Eğer devlet bu işe ciddi bir şekilde eğilmez ise her geçen gün daha da kötüye gideceğimiz açıktır, aklı başında pek çok bilim adamı “İslamın içi boşaltılıyor” şeklindeki feryadını görmezden gelip bu tür aklı evvellere yol verildikçe sıkıntılarımızın da her geçen gün artacağı artık kesin gibi.

Devlet din eğitimini uygulamalı olarak okullarda kendisi vermeli, çocuk namaz kılmayı, namazda edeceği duaları okullarda öğrenmeli, Bu eğitim sırasında çocuklarımız kesinlikle başka cemaatlerin, tarikatların insafına terk edilmemeli ki yanlış fikirlere kapılmasılar.

Çocuklarımız sözünü ettiğimiz bu bilgisiz-cahil sözde din adamları dolayısı ile gerçekten çok büyük tehlike altındadırlar, Yüzyıllar boyu toplumun önderliğine soyunmuş, toplum tarafından çok büyük bir saygı ve itibar gören din adamlarının arasına karışmış bu aklı evveller dolayısı ile İslam dini gerçekten büyük yara almaktadır.

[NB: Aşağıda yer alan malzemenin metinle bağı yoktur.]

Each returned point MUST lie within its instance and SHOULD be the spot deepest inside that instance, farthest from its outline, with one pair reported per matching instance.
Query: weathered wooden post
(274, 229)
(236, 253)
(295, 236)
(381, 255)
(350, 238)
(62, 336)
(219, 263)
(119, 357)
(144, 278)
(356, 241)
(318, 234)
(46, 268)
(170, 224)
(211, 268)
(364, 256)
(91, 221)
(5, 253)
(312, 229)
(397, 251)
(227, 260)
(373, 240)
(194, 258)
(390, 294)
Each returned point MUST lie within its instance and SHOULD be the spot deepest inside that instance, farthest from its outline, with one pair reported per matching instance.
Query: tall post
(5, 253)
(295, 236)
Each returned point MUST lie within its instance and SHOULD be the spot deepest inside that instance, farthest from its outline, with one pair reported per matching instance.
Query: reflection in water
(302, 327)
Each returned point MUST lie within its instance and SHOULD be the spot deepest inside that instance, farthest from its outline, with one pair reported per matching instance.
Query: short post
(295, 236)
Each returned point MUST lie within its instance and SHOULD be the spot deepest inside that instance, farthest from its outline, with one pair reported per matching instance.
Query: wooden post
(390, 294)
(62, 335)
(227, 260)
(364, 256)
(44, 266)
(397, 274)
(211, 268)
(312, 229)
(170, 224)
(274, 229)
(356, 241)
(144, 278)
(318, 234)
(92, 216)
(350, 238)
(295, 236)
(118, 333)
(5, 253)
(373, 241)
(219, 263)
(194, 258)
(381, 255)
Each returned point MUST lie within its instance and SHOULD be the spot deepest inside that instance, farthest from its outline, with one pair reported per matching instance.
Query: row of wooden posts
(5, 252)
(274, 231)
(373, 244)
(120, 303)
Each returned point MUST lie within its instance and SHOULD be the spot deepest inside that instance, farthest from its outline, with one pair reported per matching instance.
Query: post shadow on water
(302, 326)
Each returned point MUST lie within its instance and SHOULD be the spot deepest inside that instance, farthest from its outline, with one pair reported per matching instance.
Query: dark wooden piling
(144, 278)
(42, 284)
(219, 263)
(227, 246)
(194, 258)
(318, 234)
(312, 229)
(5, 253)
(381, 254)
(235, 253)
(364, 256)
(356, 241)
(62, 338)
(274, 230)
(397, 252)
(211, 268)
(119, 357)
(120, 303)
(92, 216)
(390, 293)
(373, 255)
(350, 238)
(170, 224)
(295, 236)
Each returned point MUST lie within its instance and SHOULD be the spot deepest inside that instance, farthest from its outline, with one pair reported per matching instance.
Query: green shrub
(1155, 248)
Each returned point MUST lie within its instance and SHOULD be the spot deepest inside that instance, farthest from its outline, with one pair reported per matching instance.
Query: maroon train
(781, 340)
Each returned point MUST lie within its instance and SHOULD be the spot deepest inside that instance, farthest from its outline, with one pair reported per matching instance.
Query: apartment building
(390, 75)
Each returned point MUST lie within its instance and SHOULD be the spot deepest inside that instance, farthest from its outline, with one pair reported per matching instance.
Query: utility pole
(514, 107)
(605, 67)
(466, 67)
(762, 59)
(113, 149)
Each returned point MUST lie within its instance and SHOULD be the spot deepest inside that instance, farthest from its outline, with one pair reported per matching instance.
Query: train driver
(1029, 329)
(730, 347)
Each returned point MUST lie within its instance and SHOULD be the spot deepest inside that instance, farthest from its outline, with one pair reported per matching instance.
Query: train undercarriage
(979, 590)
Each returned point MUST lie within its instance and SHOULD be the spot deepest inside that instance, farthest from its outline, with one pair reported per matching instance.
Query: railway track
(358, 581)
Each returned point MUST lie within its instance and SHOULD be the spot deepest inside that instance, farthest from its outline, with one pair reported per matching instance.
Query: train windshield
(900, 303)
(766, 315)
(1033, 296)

Bu tür sıkıntılarda başvurulacak yegane merci olan Diyanet İşleri Başkanlığı da yazımızın başında da belirttiğimiz gibi maalesef derde derman olmaktan çıkmak üzeredir, geçen dönem diyanet İşleri başkanı olarak görev yapan Mehmet Görmez’in “Milyonluk Mercedes” dolayısı ile kurumun aldığı yara sonrası bu başkanlıkta görev yapan birkaç kişinin yaptığı akılsızca açıklama yüzünden vatandaşta Diyanet işler başkanlığına doğru bir ön yargı oluştu.

Gözümüz gibi korumamız gereken İslam dini maalesef ağzından çıkanı duymayan sözde bilim adamları yüzünden sorgulanmaya başlamadan, Millet bu sözde alimlere daha fazla diş bilemeden, birisinin çıkıp bunlara “Ya hayır söyleyin yada susun” demesi sonrasında da din eğitiminin devlet eli ile verilmesi adına gereken ne varsa yapılmalı ve içerisine düştüğümüz bu girdaptan milletimiz kurtarılmalıdır.

Anlamsız bir şekilde üzerine lazım olmayan konularda fetva veren Diyanet İşleri Başkanı Ali Erbaş'a acizane tavsiyemiz, 

"Son dönemde gençler neden Deist oluyor.?

Cami Cemaati her geçen gün neden azalıyor.?

İnsanımız düne göre bugün din adamlarına neden daha az güveniyor.?

Toplumdaki bu ahlak erozyonu neden durdurulamıyor.?"

Sorularına ve o soruların cevaplarına kafa yorması noktasındadır.

Herkes kendi kapısının önünü temizlerse bugün tartıştığımız konular kendi kendi kendine ortadan kaybolur.